When he opened them again the figure standing over him seemed to be an angel. An angel of darkness come to inquire about his troubles. The look on the angel’s face said it felt his pain and understood his sorrows, both spoken and unspoken, for now and for all time to come.
“Brother,” it said. “Are you ready for paradise?”
The angel leaned down. A half-familiar face, like something from a dream. Boyish. Half child and half adult. Forgiving and gentle.
The face changed. It was suddenly judgemental, wrathful. The angel pointed a retributive finger at him.
“All I wanted was one date.”
Dan blinked. “Help me,” he croaked out.
The angel looked pityingly at the ropes binding Dan to the chair. “Now you want my help.”
Dan strained briefly against his restraints, but there was no give.
“Don’t struggle. It’s not manly.”
Reggie stepped into the light. His shirttail was out and his forehead shone
with sweat. There was a deep scratch on his jaw. He looked as though he’d been in a fight.
“What have you done with Prabin?”
“You mean Jameel?
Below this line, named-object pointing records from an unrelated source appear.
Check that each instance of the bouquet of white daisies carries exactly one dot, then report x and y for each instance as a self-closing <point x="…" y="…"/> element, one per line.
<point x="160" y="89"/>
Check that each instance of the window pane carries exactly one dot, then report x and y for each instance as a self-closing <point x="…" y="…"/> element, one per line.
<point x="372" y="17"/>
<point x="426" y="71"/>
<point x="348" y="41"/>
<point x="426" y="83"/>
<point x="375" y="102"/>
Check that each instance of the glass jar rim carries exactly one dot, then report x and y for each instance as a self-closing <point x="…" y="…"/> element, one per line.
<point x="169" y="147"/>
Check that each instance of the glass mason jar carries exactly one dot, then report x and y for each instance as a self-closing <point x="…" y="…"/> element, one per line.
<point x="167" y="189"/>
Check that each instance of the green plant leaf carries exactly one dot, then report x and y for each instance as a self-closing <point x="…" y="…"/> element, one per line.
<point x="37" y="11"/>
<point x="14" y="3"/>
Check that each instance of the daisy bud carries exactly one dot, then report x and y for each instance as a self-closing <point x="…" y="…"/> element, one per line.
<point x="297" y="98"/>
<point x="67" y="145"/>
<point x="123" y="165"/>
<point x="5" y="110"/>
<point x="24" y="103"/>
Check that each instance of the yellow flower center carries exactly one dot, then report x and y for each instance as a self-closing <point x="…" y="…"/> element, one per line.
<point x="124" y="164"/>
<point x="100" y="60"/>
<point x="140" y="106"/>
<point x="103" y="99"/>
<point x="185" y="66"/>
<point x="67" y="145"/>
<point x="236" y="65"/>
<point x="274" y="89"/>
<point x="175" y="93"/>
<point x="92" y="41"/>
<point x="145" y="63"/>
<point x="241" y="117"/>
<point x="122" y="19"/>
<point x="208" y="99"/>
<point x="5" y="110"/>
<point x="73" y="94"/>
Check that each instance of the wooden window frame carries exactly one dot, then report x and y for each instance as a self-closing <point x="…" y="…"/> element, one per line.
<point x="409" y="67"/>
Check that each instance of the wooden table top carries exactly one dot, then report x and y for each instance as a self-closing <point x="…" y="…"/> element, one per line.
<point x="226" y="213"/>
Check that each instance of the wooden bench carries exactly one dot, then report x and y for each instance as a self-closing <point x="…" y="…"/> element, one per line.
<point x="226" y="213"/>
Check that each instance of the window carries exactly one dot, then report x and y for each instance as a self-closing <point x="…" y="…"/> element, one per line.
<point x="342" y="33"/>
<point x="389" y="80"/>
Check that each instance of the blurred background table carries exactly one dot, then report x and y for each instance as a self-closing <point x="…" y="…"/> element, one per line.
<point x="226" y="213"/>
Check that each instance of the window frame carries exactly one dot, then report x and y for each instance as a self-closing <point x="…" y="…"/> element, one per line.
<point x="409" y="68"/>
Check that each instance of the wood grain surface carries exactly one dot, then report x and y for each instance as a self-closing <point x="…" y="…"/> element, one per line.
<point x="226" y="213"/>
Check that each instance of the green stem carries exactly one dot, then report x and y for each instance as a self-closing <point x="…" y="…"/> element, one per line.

The one in the video? I recognized him in the bar tonight. I asked him if he wanted to meet Sam. Of course he came with me. They’re all so stupid, aren’t they? Every one of them.” He smirked. “Just like you.”
“You better not have hurt him,” Dan said.
“He fought me. He was stronger than I expected. Ironic, isn’t it? You tried to use him as bait to catch me. Then I used him as bait to catch you.” He shrugged. “It wasn’t the first time I met him. I danced with him at Zipperz. You were there. Only you didn’t recognize me. Nobody ever does.”
Dan wanted to kick himself. He’d been so worried Xavier was after Prabin that he barely noticed the boy he’d been dancing with.
“Where is Sam?”
“With the others.” Reggie shook his head, as though saddened by a child slow at learning his lessons. “Were you hoping for a date with Sam? Is that why you broke into his apartment?” He paused. “Everyone wants to sleep with Sam. No one wants Reggie. He’s just the superintendent of a small apartment building. A loser, in other words.” He cocked his head. “I think Nabil liked me for me.”
Dan saw it now. “He sent you flowers.”
“Well, yes, but not those flowers. You know that.” He shrugged. “Did you like the card? I thought that was a nice touch. You probably think it’s pathetic that I kept it.” He sneered. “I warned him. The Quran’s teachings are clear. We must keep clean — both physically and spiritually.”
“Is that why you killed those men? Because they were unclean?”
“I was helping them. I made them confess before sending them to paradise. Even the police were stupid. They stood right here asking me questions and didn’t once look in the right direction.” He glanced over at the furnace, its orange glow lighting up the grate. “It takes a long time to get rid of a body. You have no idea how hard it is.”